Dunedain training, Clearwater backcountry, north-central Idaho August 2018 — in case you’re wondering what we emphasize, it’s cheerily stoic, steadfast performance, coupled with calm, relentless awareness.
Fellow chronic co-conspirator Ryan Martens sent a link regarding corporate gaslighting from a former colleague of his at Rally Software, Shannon Mason. Shannon is the VP of Product Management at the recently absorbed Rally after it was bought by Computer Associates. Addressing the issue of ‘gaslighting‘ in corporate environments, Shannon points out a mix of the personal effects of gaslighting on the individual — increased hypervigilance and workplace instability, as well as the broader systemic effects rippling across the system, where individuals check and re-check work because of the fear of being caught off-guard, with career-limiting consequences. One of the great things about this piece is Shannon is one of the only people I’ve ever seen address some of the things I discuss in my work on the empathy-disordered, which is the system-level disruption that happens when the empathy-disordered work on relational disruption inside social networks.
I had never seriously contemplated Shannon’s ‘wasted energy’ argument. It was revelatory for me. But it shows, once again, how you can run, but you can’t hide from the empathetic development, and its subsequent timescales it allows and encourages in your organization. If you’ve got someone who’s using psychological distortion to manipulate the environment for their own, selfish gain, far too much energy is going to get dumped into short timescale thinking.

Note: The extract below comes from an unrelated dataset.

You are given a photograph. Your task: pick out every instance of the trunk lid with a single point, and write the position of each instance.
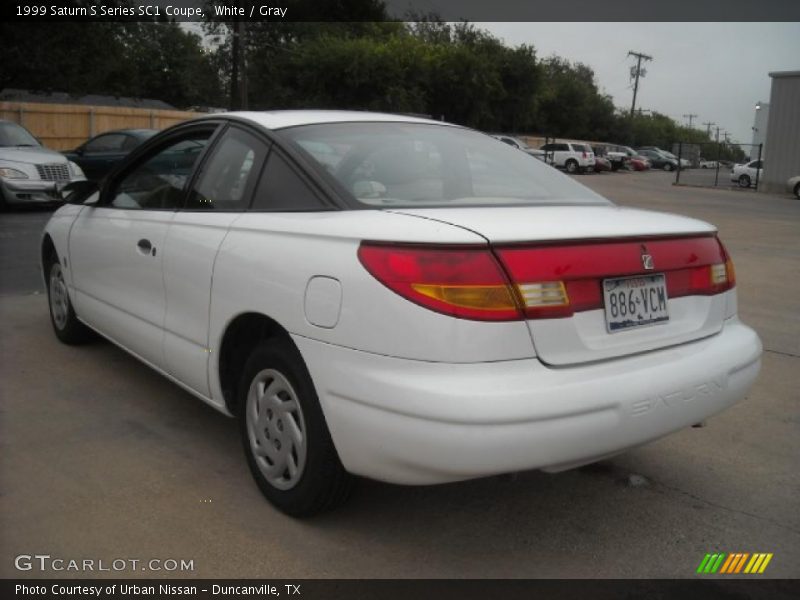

The implications are straightforward. You’re so busy watching the fly on the end of your nose, you and your employees miss the large market changes that really determine the fate of your company. And, of course, there’s also the very real consequence of talent flight that will occur if you allow this kind of behavior to continue. Labor mobility of top talent is real. And healthy, evolving people expect to come to work to do work — not play some weird game of gotcha.